Q: Speaking of AI in the physical world, how important is LiDAR and other sensor tech in this transformation?
A (Brad): Hugely important. Thanks to investments in autonomous vehicles and mobile tech, sensors like LiDAR and 3D cameras are more powerful and affordable. They enable us to build high-fidelity digital twins of store environments making real-time visibility a reality.
Q: How quickly can retailers see results?
A (Brad): Often within weeks. We’ve helped reduce out-of-stocks by up to 60% and price errors by 90% in under 50 days. Once stores are instrumented, they can act on insights almost immediately—whether it’s backroom stock that needs shelving or correcting shrink-inducing errors.

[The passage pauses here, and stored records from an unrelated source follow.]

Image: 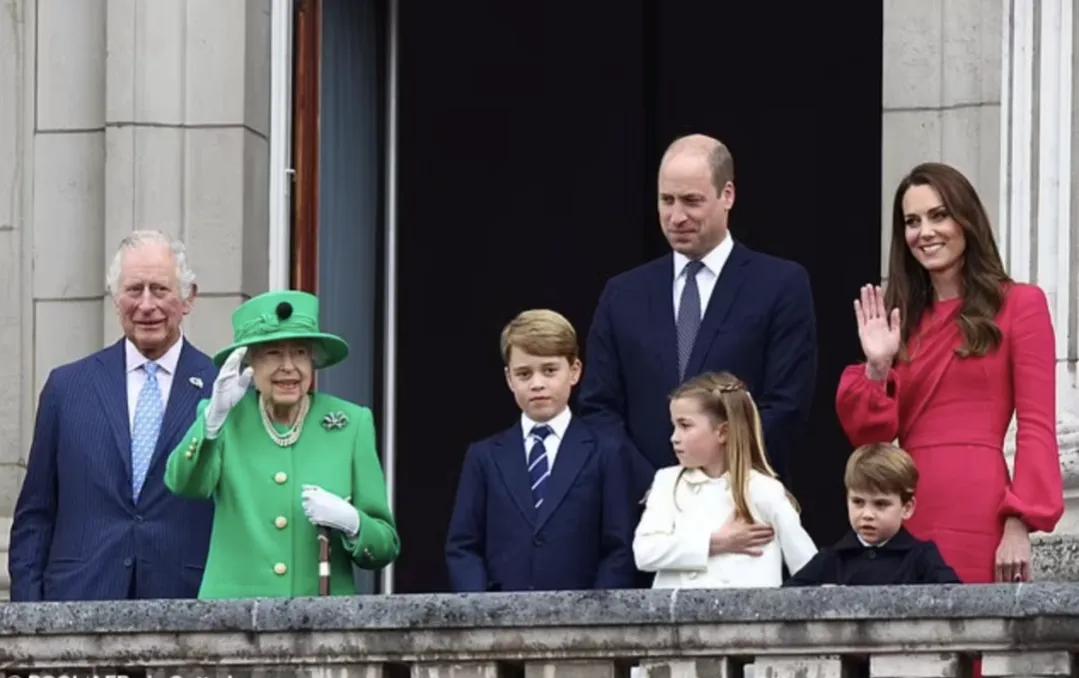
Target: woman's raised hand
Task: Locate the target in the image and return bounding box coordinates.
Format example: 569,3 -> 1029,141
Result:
205,347 -> 254,439
854,284 -> 901,381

Q: What about the impact on the store team?
A (Brad): It’s a game-changer. 90% of store managers tell us they don’t want to operate without this tech once they’ve tried it. It boosts job satisfaction, reduces turnover, and improves the customer experience, what we call an “omni-win” for managers, associates, and shoppers.

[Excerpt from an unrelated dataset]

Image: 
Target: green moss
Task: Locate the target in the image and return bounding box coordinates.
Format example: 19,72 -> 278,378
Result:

Q: How can store intelligence help address shrink and organized retail crime?
A (Brad): By getting to the root cause. Is the product truly missing, or was it never shelved? Did it arrive from the DC? We help retailers distinguish between theft, execution errors, and supply chain breakdowns with clear, empirical data.

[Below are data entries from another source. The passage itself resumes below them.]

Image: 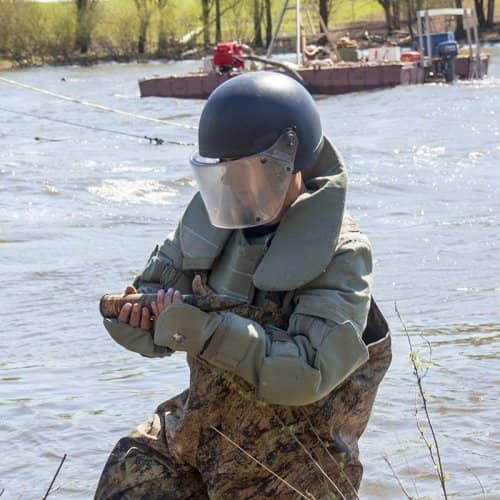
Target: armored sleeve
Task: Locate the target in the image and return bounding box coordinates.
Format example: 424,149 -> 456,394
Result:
103,227 -> 193,357
155,231 -> 372,405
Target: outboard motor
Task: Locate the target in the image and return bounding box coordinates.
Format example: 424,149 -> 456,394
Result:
438,41 -> 458,82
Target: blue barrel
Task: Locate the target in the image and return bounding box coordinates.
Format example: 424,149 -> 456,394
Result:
413,32 -> 456,57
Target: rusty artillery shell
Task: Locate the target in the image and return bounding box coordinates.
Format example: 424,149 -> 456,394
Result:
99,294 -> 151,318
99,293 -> 249,319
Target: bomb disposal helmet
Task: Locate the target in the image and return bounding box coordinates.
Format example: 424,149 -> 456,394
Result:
190,71 -> 323,229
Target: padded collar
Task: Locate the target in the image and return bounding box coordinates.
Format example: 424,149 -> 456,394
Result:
253,138 -> 347,290
180,137 -> 348,290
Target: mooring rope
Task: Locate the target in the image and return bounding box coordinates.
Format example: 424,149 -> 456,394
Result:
0,76 -> 198,131
0,106 -> 194,146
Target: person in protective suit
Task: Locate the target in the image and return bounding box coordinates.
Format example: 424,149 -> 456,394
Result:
95,71 -> 391,500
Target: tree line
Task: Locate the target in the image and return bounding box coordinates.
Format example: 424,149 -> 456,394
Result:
125,1 -> 498,51
0,0 -> 496,66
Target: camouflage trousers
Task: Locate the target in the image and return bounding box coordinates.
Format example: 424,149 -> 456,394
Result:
95,332 -> 391,500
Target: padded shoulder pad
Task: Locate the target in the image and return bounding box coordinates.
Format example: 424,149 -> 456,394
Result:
180,193 -> 232,270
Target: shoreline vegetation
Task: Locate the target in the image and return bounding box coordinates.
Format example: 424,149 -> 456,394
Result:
0,0 -> 498,71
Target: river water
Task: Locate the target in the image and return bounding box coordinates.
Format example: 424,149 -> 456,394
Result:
1,50 -> 499,499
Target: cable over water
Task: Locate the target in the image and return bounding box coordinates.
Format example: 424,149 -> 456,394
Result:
0,106 -> 194,146
0,76 -> 198,131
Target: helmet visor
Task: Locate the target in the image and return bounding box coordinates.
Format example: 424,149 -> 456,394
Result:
190,130 -> 297,229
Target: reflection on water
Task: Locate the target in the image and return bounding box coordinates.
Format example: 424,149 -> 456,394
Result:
1,51 -> 499,498
88,179 -> 179,205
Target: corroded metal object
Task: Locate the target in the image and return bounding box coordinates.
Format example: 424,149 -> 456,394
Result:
100,292 -> 290,329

Q: What role does store intelligence play in the booming retail media space?
A (Brad): It provides proof of execution. Brands want to know their products were on shelf during a campaign, and retailers want that same validation. Our data becomes a shared source of truth, helping optimize investment and in-store performance across the ecosystem.
Q: Are you seeing retailers use your data for localization?
A (Brad): Absolutely. Every store is a snowflake. Real-time data enables retailers to tailor assortments, correct merchandising lapses, and optimize seasonal setups. We even see COOs of major retailers logging in to monitor performance at the store level.
Q: Simbe brings together robotics, sensors, and AI. It’s more than just automation. How do you define Simbe today?
A (Brad): We’ve evolved into a multimodal platform. Robots remain the most scalable way to collect high-fidelity data, but we also use fixed cameras and hybrid edge-cloud processing. We're no longer just about identifying issues, we’re helping retailers orchestrate entirely new operating models.
Q: Any advice for companies just beginning their journey?
A (Brad): Start with the data. Run a pilot across a representative store set—not just a flagship—and compare it to what you think you know. Make sure your ops, merchandising, and finance teams are aligned. And elevate the conversation to senior leadership. Once they see the data, the value becomes clear.
Q: Does Simbe support peer learning across retailers?
A (Brad): Definitely. From informal client introductions to a formal customer advisory board and participation in forums like NRF and FMI, we’re creating spaces for retailers to share best practices, define success, and accelerate time-to-value.
Q: We’re midway through 2025, what’s next for Simbe?
A (Brad): We’re seeing AI-first retail go mainstream. Demand is coming from both growth-oriented and turnaround retailers. Internationally, we’re expanding in Europe and beyond. Our vision remains: to make intelligent automation ubiquitous in every store on the planet.